The SES volunteer agreed with chief commissioner Michael Adams QC that he didn’t fully know what rights minors had in a strip-search situation, such as the right to have their parent or guardian present and have a support person that was acceptable to them.

He agreed with counsel assisting the commission, Dr Peggy Dwyer, that if he was told there were legal requirements he would have wanted to know them beforehand.

The man said he’d been present for about six searches at the festival but he couldn’t recall if they were all strip-searches.

There was one strip-search he remembered clearly, where a young man had drugs in a condom which was “secreted in his back passage which he removed”.

Another strip-search was stopped when a tablet or some substance was revealed in the person’s personal possessions, the volunteer said.

The commission is considering the cases of three people who were strip-searched at the underage festival and the lawfulness and reasonableness of strip-search practices more generally.


The LECC earlier this week heard 31 teenagers were strip-searched at the event but police paperwork showed only six had a guardian or support person present.

A 15-year-old boy claimed an officer told him to “hold your dick and lift your balls up and show me your gooch” during a search while another boy said an officer who wasn’t wearing gloves made contact with his genitals and buttocks.

The inquiry is expected to continue in 2020.

4. QLD drought delivers $800m farming blow.

The drought will wipe almost $1 billion off the value of Queensland’s agricultural commodities this financial year, according to a new forecast.

The combined value of cattle sold for slaughter and export, and food and textile crops is expected to be $17.8 billion by June 30.

That’s five per cent down on the previous $18.6 billion forecast made in April, the latest Agtrends report revealed on Thursday.

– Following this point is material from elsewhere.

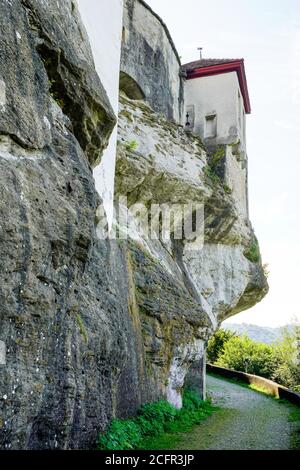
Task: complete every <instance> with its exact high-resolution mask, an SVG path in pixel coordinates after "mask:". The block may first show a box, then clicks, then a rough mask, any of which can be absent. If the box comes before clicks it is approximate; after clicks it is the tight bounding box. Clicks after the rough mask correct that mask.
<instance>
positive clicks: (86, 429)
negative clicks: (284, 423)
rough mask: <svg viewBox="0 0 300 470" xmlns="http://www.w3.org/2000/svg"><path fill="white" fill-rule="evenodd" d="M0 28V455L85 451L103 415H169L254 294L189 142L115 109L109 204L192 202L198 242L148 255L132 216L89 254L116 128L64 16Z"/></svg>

Cotton is forecast to be hit particularly hard, with its forecast value to plunge to $237 million, 58 per cent lower than it was last financial year.

The value of cattle and calves sold for slaughter and live exports is estimated to be down by six per cent, to $5.14 billion.

But the report showed while most sectors failed to meet estimates, the poultry industry recorded a one per cent increase form the previous financial year to $573 million.


Agriculture Minister Mark Furner said the latest figures made sober reading.

“While Queensland primary producers are amongst the best in the world at handling climatic variability, this drought is having a significant impact,” Mr Furner said.

Prime Minister Scott Morrison visited the Queensland town of Dalby in September, announcing a $100 million support package to 13 local government areas across the country – three of them in Queensland.

The Queensland local government areas of North Burnett, Banana and Western Downs were provided access to the funding, on top of the $7 billion already in drought support.

The Queensland government also committed an additional $74.6 million over four years towards its drought assistance package in this year’s Budget.

5. Fake news on social media to face inquiry by parliamentary committee.

Foreign interference through fake news spread on social media will be put under the microscope by a parliamentary committee.

The long-running inquiry will look at social media use designed to undermine Australia’s democracy and values, including the spread of misinformation.

Other issues under scrutiny include:

* Responses to mitigate the risk posed to Australia’s democracy and values by the government and social media platforms.

* International policy responses to cyber-enabled foreign interference and misinformation.

* The extent of compliance with Australian laws.

The upper house backed Labor senator Jenny McAllister’s move to establish the Select Committee on Foreign Interference through Social Media on Thursday.

The committee’s final report is due in May 2022.